Fernando Griffith, 40, is serving two life sentences without parole in an Indiana prison, but was back in a Johnson County court this week. He has asked for his conviction to be overturned, claiming his attorneys did not properly represent him and that his rights were violated, according to court records.

His request has been pending for years, and he has already been turned down by the Indiana Supreme Court, Prosecutor Brad Cooper said.

On May 19, 2000, Lloyd Georges, 60, and Judy Georges, 58, were stabbed to death, and their Greenwood home was doused with gasoline and set on fire. Greenwood police focused their investigation on Griffith, at the time a 23-year-old exotic dancer who also did landscaping work for Lloyd Georges. Griffith was charged with two counts of murder, arson and burglary. In August 2001, a jury selected in Sullivan County because of pre-trial publicity found Griffith guilty on all charges and he was sentenced to two life sentences, plus 36 years.

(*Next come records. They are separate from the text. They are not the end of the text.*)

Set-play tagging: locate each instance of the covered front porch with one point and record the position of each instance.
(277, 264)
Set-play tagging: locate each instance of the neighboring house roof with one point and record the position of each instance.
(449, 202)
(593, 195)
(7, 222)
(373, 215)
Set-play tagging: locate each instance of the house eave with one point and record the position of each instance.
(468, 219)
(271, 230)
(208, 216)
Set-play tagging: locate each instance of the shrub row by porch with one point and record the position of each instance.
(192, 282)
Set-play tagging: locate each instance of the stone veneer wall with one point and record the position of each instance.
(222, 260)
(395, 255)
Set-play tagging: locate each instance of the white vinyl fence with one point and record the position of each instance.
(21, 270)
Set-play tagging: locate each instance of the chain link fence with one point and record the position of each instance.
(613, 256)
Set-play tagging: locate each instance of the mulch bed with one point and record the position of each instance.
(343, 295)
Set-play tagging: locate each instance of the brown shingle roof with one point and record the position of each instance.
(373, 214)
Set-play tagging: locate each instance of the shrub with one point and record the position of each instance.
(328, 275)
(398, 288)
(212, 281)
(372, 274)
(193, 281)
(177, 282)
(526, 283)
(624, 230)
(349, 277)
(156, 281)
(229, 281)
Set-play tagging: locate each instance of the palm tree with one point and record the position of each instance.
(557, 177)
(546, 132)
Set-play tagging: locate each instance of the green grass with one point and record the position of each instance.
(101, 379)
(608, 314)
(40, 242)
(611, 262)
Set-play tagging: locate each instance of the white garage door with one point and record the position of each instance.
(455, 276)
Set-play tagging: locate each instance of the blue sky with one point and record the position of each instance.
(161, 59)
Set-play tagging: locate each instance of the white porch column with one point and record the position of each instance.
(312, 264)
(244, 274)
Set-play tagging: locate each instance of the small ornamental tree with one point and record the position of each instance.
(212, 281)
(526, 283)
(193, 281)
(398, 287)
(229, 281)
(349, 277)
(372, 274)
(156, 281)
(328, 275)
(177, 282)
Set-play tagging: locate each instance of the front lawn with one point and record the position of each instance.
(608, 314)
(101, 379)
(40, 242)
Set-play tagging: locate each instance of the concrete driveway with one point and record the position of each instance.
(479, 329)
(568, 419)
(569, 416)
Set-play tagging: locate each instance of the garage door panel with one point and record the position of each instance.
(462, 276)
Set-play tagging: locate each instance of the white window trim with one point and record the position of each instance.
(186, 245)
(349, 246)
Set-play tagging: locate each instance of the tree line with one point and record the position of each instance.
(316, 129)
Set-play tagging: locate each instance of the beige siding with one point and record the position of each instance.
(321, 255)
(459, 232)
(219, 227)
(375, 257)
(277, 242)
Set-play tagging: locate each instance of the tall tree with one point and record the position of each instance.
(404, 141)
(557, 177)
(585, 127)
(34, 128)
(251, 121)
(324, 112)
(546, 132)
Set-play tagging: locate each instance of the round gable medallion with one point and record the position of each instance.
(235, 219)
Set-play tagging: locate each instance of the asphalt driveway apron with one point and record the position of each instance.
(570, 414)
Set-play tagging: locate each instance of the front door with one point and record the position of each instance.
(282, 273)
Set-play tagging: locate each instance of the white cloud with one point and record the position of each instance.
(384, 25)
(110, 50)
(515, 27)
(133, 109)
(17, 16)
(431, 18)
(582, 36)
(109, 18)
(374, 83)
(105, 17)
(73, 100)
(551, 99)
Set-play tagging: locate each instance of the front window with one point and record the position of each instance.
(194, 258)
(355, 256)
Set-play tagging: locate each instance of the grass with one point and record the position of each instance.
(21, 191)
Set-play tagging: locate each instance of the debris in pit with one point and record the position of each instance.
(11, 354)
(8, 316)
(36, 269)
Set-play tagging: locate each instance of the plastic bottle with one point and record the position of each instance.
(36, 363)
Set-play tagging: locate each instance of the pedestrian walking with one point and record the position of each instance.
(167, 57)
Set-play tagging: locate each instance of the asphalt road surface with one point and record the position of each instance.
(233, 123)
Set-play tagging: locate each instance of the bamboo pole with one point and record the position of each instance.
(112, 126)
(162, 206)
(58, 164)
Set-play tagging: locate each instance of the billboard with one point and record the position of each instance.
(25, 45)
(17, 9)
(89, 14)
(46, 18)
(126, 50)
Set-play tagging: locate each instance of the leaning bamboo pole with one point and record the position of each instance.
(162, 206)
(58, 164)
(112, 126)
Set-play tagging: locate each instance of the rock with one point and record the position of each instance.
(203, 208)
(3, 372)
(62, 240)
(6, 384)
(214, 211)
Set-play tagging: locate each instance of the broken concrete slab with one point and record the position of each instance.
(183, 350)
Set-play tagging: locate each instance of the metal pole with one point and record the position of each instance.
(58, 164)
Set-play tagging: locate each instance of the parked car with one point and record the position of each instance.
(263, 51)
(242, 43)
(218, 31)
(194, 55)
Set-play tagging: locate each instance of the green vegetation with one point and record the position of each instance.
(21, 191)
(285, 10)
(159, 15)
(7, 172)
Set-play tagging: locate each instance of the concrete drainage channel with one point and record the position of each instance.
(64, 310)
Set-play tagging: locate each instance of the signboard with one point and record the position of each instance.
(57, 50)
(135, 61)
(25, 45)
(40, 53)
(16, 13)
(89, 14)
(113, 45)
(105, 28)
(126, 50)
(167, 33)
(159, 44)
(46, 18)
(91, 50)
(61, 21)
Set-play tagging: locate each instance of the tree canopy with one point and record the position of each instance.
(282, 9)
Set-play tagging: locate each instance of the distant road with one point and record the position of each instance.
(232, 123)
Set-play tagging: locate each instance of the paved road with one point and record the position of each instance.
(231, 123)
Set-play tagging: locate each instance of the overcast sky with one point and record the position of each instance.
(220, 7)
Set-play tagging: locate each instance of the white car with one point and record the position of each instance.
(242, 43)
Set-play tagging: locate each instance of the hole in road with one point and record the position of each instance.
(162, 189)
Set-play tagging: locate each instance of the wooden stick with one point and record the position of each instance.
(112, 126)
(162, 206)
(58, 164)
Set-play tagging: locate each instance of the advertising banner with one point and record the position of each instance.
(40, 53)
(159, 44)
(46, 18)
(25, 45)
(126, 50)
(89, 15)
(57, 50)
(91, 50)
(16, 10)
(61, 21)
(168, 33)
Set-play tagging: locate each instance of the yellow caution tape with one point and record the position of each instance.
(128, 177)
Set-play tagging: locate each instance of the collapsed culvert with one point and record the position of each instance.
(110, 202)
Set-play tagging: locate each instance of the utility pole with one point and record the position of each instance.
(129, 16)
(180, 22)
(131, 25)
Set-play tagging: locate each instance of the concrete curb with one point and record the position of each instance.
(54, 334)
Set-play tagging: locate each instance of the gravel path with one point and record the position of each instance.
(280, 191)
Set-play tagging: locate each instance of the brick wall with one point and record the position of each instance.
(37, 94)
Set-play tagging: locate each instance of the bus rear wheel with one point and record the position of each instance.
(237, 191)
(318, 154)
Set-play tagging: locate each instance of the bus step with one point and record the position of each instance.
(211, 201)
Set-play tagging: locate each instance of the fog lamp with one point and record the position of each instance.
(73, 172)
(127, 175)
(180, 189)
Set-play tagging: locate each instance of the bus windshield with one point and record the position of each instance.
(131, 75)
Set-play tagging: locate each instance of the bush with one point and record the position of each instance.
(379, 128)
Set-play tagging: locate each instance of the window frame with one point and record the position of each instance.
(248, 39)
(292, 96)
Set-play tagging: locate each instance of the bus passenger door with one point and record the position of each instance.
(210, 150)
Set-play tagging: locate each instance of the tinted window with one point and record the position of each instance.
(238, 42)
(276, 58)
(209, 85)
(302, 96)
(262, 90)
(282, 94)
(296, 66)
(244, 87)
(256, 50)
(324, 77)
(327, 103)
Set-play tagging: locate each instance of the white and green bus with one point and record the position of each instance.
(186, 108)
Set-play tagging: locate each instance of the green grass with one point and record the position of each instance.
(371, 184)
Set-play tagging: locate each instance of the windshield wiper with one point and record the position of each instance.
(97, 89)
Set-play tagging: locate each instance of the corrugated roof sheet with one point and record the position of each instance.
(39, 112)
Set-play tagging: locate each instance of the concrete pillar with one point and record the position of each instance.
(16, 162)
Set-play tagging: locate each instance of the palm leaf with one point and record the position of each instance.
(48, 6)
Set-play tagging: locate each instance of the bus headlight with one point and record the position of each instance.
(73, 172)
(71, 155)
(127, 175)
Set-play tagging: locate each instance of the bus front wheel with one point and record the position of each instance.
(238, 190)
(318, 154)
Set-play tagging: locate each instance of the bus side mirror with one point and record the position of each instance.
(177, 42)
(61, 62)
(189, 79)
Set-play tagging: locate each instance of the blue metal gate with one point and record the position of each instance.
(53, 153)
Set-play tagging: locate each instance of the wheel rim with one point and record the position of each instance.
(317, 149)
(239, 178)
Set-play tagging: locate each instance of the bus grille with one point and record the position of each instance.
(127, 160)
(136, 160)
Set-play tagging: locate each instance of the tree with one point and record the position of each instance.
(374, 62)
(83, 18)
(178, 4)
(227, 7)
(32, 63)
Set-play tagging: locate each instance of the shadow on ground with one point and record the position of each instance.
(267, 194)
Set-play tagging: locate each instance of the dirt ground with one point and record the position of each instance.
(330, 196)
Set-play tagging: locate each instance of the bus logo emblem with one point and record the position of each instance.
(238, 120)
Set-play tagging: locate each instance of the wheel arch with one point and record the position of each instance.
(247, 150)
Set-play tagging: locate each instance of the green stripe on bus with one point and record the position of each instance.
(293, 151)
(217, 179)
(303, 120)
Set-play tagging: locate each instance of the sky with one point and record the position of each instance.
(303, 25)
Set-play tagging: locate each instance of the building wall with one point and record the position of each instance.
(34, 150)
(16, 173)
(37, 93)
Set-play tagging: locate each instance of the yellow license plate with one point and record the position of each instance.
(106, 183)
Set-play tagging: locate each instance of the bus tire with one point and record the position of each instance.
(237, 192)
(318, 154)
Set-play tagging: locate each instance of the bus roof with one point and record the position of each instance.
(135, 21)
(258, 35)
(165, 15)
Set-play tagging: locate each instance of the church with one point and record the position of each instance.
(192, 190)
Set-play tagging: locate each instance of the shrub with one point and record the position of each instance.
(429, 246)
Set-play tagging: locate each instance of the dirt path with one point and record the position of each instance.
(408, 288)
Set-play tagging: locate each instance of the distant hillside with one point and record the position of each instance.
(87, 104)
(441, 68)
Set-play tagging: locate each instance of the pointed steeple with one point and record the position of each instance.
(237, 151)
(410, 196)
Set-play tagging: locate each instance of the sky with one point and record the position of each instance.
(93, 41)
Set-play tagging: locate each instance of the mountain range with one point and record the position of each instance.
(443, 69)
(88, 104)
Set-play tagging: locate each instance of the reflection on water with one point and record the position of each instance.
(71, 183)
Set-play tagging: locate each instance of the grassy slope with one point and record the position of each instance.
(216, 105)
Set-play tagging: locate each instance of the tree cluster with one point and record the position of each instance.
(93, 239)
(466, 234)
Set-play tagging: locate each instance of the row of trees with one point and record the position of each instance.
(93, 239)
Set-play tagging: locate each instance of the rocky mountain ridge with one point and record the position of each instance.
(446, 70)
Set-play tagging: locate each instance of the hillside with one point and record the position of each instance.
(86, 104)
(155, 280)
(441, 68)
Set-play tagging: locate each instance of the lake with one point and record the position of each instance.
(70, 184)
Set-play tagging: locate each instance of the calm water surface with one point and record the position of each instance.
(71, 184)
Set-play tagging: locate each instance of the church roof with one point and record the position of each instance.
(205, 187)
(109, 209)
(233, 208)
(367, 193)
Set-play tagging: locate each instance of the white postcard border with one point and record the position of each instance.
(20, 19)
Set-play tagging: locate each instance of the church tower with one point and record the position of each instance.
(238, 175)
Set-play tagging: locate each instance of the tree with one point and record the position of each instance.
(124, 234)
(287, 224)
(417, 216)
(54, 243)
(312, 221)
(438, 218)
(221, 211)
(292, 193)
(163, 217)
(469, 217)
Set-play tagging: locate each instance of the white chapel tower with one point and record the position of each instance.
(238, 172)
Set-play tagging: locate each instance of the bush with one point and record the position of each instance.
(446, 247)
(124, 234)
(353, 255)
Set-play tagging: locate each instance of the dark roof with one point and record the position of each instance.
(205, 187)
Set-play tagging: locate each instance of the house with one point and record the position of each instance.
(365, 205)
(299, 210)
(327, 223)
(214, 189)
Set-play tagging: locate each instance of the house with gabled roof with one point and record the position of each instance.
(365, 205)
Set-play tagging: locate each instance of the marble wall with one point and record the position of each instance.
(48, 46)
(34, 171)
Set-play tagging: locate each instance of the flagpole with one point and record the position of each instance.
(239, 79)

Griffith had appealed his convictions, which was denied by the Indiana Supreme Court in 2003. Griffith also filed for post-conviction relief, seeking to get his conviction overturned based on his claim that his attorneys did not properly represent him, and that case has been pending in Johnson County Circuit Court, Johnson County Deputy Prosecutor Alex Hamner said.

In his filings, Griffith, who is representing himself, has argued that certain evidence should not have been allowed at trial, that proper procedures were not followed in his arrest and charges being filed, that police did an unlawful search at his Indianapolis home, that investigators used coercive tactics during his nine-hour interrogation and that jury selection was flawed and impacted Griffith, who is black, because the county selected for the trial had a low population of minorities, according to court records.

“We believe that many of these issues were addressed previously in the Supreme Court ruling. Any issues that were previously addressed by the Supreme Court cannot be superseded by a post-conviction relief claim,” Hamner said.

Griffith has a right to his request, which requires both the prosecutor’s office and the court to respond, Cooper said. Under the law, he cannot ask for a change in his sentence, but he can ask for his convictions to be overturned, which would then require a new trial, Cooper said.

But the case was solid with multiple pieces of evidence, ranging from DNA to Griffith being found with jewelry and a vehicle stolen from the victim’s home, Cooper said. Police also found cuts on Griffith suspected to be from the knife used in the stabbing, Cooper said.

Prosecutors had so much evidence in the case that they didn’t need to include all of it at trial to get a conviction, Cooper said.

“There was overwhelming evidence. Of all the cases I have ever done, I had more in that one than any other,” Cooper said.

The case is now set for an evidentiary hearing next month, and Griffith will once again be brought back to the county jail from the Wabash Valley Correctional Facility, where he is serving his sentence.